Dramatic design change is not always welcome—or necessary—in the medical device field. Leigh Lei believes every little improvement in the design of products leads to a better future. Born in Yichang City, Hubei province in the middle of China, Leigh moved from Dongguan/Shenzhen to Suzhou with TE in 2014. With over 10 years’ experience, he’s been focused on medical cable, connector and cable assembly design for the past 8 years. He says, “I love my job, not only because the products I build are used to save people’s lives, but they’re also changing the world.” Like many engineers, Leigh enjoys bringing new technology to enhance human life.
What is a current industry challenge that TE engineers are working on?
One of the challenges our team is targeting is to better help customers in emerging markets. For example, compared to more mature markets, our customers in emerging markets such as China are more reliant on us to use our engineering ability and experience to guide them to define what they really need.
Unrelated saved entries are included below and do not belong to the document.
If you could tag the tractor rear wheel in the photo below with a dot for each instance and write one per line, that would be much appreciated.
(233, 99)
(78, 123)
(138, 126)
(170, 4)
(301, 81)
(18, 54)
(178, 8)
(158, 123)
This requires our engineers to learn even more about the products and companies before we present in front of customers, so we can enter in with some well-formed advice from the start.
What has been your favorite/most interesting project to work on at TE?
I am currently working on a challenging project that demonstrates the strength of the strategic acquisitions TE has made. It integrates the full capabilities of TE from our catheter business in Suzhou in cable assembly and connector design, to AdvancedCath balloon capabilities in multi-lumen and balloon design to the Measurement Specialties thermistors. This is also the first catheter assembly project for the TE team in Suzhou. Our engineers are working together with engineers from the U.S. to build the engineering prototypes now, and we are looking forward to launching this product in China soon.
Tell us about your job.
I lead the Product Development Engineering team of TE Connectivity’s medical business unit in China. My job is to help build the world’s best medical devices. Now that TE’s Suzhou factory has been in operation for two years, my focus has shifted from building a strong engineering design team, which we have now, to making our team more efficient. An efficient engineering team requires good communication, problem-solving skills, breakthrough thinking, accountability and innovation, and TE has a system in place to help us operate more lean and advance these skills at the same time.
Describe a recent breakthrough you made with a customer.
We recently expanded our engagement with a global customer into the Diagnostic & Therapeutic market by winning the bid for their next-generation patient monitoring platform. We completed the quotes very quickly for the multiple parts involved and, after the customer visited our Suzhou factory, they were impressed and immediately awarded the project to TE. So far, they’ve been happy with the work we’ve done, and their engineers have already discussed working with us on more projects that are in their engineering pipeline. By delivering an extraordinary customer experience, we can turn one business opportunity like this into a long-term relationship with a loyal customer.
Which personal traits are essential for today’s engineering challenges?
Innovation should be in an engineer’s blood. Being innovative is the only way for you to become an outstanding engineer. Innovation requires engineers to learn more about new technologies, do more research, understand manufacturing capacities, and know how to design a quality product using efficient processes. Innovation happens in the daily work of an engineer, so that the ability to think creatively and quickly is important.